Auch weiterhin können Spiele indiziert werden, die damit faktisch von der Bildfläche verschwinden - weder Werbung noch das Auslegen der Spiele im Laden ist mit der Indizierung erlaubt. Anders sieht dies bei "ab 18"-Spielen aus, diese dürfen Beworben und an Erwachsene verkauft werden, allerdings ist der Versandhandel mit derartigen Spielen verboten.
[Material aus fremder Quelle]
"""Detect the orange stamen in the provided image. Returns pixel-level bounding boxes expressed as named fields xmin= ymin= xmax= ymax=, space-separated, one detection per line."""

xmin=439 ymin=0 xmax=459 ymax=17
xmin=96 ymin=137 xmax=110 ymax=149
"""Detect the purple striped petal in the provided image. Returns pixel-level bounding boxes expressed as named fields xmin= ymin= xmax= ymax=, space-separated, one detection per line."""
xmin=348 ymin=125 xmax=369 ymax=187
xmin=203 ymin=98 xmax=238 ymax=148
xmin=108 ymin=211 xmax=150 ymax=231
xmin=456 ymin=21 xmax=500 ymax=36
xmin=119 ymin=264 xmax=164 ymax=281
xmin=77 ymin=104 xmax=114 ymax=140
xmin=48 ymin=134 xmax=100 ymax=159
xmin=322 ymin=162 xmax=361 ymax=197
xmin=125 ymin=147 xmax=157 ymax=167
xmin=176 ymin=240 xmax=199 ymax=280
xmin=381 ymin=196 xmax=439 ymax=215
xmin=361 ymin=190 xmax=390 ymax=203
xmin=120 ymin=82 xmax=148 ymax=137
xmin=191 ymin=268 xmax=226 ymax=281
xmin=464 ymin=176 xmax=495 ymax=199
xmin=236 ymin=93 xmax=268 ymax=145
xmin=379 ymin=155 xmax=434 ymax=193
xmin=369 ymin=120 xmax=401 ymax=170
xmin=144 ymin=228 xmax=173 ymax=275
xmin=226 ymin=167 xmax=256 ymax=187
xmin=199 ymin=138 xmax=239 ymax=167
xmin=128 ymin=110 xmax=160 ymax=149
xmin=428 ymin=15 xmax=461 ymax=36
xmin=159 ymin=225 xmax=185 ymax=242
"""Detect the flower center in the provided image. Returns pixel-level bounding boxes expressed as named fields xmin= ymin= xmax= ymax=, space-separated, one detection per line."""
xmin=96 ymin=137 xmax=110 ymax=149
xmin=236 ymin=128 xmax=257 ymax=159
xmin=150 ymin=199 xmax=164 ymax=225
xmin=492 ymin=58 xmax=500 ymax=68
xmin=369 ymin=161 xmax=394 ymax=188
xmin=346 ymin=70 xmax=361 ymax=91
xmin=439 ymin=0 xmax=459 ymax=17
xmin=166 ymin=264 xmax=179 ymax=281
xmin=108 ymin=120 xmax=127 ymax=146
Kontrolle bei Jugendlichen
Zudem müssen die Geschäfte nun auch bei Spielen "ab 16" und "ab 12" eine Ausweiskontrolle durchführen. Importspiele, die in Deutschland nicht kontrolliert wurden, sind zudem automatisch "ab 18" und damit für den Versandhandel verboten - selbst bei eindeutigen Kinderspielen.
Daneben müssen Demostationen in Kaufhäusern nun kontrolliert werden, ebenso wie LAN-Parties. Sollten Kinder mit Spielen, die nur für Jugendliche freigegeben sind, über Demo-Spielekonsolen oder auf LAN-Parties in Kontakt kommen, so drohen den Verantwortlichen hohe Strafen. Allein das Internet und die weiten Datennetze der Tauschbörsen können auch mit dem neuen Gesetz nicht reguliert werden.